Method of sorting mail

Remote Bar Coding System (RBCS), also called Remote Video Encoding (RVE) is a method used by the United States Postal Service during mail sorting to encode the address of letter-sized mailpieces that are not decipherable by a Multiline Optical Character Reader (MLOCR). When an MLOCR does not recognize a valid address on a letter (usually due to hand-written addressing), it sends an image of the mailpiece to a central RBCS (RVE) site where more sophisticated optical character recognition software is able to interpret many hand-written addresses using neural net and fuzzy logic algorithms. If this does not succeed, human operators visually examine the image and enter the address. In both cases, the data is sent back to the originating mail facility where mailpieces are then automatically matched back up with data through the use of a unique fluorescent barcode printed on the back during initial MLOCR attempt and receive a POSTNET barcode representing the full address.
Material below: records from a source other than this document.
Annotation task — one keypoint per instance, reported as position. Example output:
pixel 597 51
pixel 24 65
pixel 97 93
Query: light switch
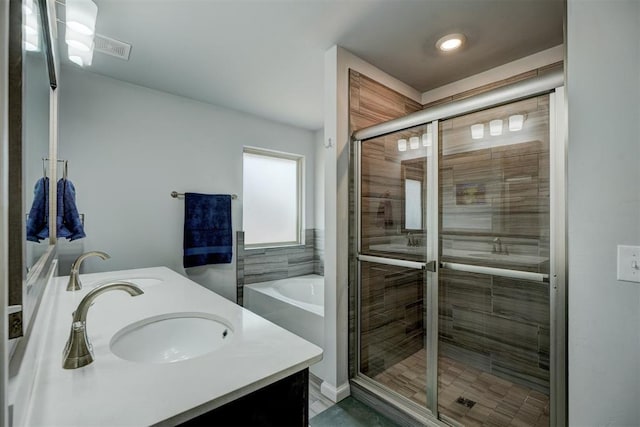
pixel 629 263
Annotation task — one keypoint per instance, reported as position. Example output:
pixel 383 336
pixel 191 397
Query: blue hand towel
pixel 68 220
pixel 39 214
pixel 207 229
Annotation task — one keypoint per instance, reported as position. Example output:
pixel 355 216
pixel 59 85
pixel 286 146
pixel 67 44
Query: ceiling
pixel 266 57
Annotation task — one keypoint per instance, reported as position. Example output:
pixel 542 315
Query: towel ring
pixel 177 195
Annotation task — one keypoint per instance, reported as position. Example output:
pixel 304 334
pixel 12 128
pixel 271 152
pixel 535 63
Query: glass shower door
pixel 494 296
pixel 394 172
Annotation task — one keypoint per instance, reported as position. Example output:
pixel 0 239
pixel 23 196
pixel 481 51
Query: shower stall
pixel 458 306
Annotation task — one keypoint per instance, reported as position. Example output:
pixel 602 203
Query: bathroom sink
pixel 171 338
pixel 144 282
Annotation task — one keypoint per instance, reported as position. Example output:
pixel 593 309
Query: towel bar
pixel 177 195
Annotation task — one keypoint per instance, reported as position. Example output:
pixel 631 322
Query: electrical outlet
pixel 629 263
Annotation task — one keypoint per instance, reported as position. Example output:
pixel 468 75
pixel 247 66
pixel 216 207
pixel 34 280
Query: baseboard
pixel 335 394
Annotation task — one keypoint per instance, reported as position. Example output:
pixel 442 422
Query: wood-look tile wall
pixel 266 264
pixel 392 300
pixel 493 323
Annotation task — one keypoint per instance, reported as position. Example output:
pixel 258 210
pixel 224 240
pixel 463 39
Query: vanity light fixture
pixel 427 138
pixel 516 122
pixel 477 131
pixel 80 30
pixel 450 42
pixel 495 127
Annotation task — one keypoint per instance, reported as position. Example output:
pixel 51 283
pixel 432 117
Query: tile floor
pixel 350 413
pixel 498 402
pixel 317 402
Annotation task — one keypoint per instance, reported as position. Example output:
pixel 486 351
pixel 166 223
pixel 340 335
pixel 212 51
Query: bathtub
pixel 296 304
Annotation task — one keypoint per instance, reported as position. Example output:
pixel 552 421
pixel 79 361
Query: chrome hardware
pixel 78 352
pixel 74 276
pixel 431 266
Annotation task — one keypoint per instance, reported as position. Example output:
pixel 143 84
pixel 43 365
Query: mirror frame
pixel 25 289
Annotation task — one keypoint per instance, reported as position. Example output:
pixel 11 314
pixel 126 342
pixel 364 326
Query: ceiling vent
pixel 112 47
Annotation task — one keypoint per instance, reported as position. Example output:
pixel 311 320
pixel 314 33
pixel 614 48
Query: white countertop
pixel 116 392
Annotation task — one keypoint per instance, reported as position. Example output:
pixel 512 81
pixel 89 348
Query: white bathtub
pixel 296 304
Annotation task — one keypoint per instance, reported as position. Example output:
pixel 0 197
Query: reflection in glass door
pixel 393 251
pixel 494 317
pixel 469 342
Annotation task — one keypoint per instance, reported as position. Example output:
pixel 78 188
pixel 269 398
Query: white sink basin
pixel 144 282
pixel 171 338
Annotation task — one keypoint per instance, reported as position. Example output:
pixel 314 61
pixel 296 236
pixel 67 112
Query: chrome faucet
pixel 78 351
pixel 74 277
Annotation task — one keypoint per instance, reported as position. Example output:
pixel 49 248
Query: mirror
pixel 35 140
pixel 32 79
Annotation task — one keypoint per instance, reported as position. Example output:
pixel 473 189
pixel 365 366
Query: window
pixel 272 198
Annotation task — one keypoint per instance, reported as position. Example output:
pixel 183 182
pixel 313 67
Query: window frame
pixel 300 165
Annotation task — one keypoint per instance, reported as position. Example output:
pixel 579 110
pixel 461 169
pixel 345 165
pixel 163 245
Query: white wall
pixel 603 87
pixel 320 158
pixel 128 147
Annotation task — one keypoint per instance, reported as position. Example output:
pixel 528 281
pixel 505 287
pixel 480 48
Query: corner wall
pixel 4 211
pixel 338 61
pixel 603 89
pixel 128 147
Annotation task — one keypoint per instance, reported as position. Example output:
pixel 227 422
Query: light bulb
pixel 450 42
pixel 477 131
pixel 495 127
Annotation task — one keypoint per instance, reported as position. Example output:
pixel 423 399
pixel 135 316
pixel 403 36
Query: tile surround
pixel 266 264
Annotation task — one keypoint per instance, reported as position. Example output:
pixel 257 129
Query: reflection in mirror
pixel 35 139
pixel 412 204
pixel 31 80
pixel 393 194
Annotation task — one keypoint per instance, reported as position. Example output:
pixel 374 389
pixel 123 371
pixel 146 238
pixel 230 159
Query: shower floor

The Remote Bar Coding System consists of hundreds of MLOCR machines, which capture an image of mailpieces throughout the USPS network, the communications hardware and software that transmit this data to the remote site, the specialized hardware and software that initially attempt to interpret the image, and the terminals and human operators that encode the most difficult images.

The system has been in use since 1992. Its algorithms are continually improved by incorporating the results of human operators. Furthermore, successive generations of MLOCR hardware and software would incorporate some of the advances made in computer-based Remote Encoding, in order to minimize the number of mailpieces that need to go through this extra step.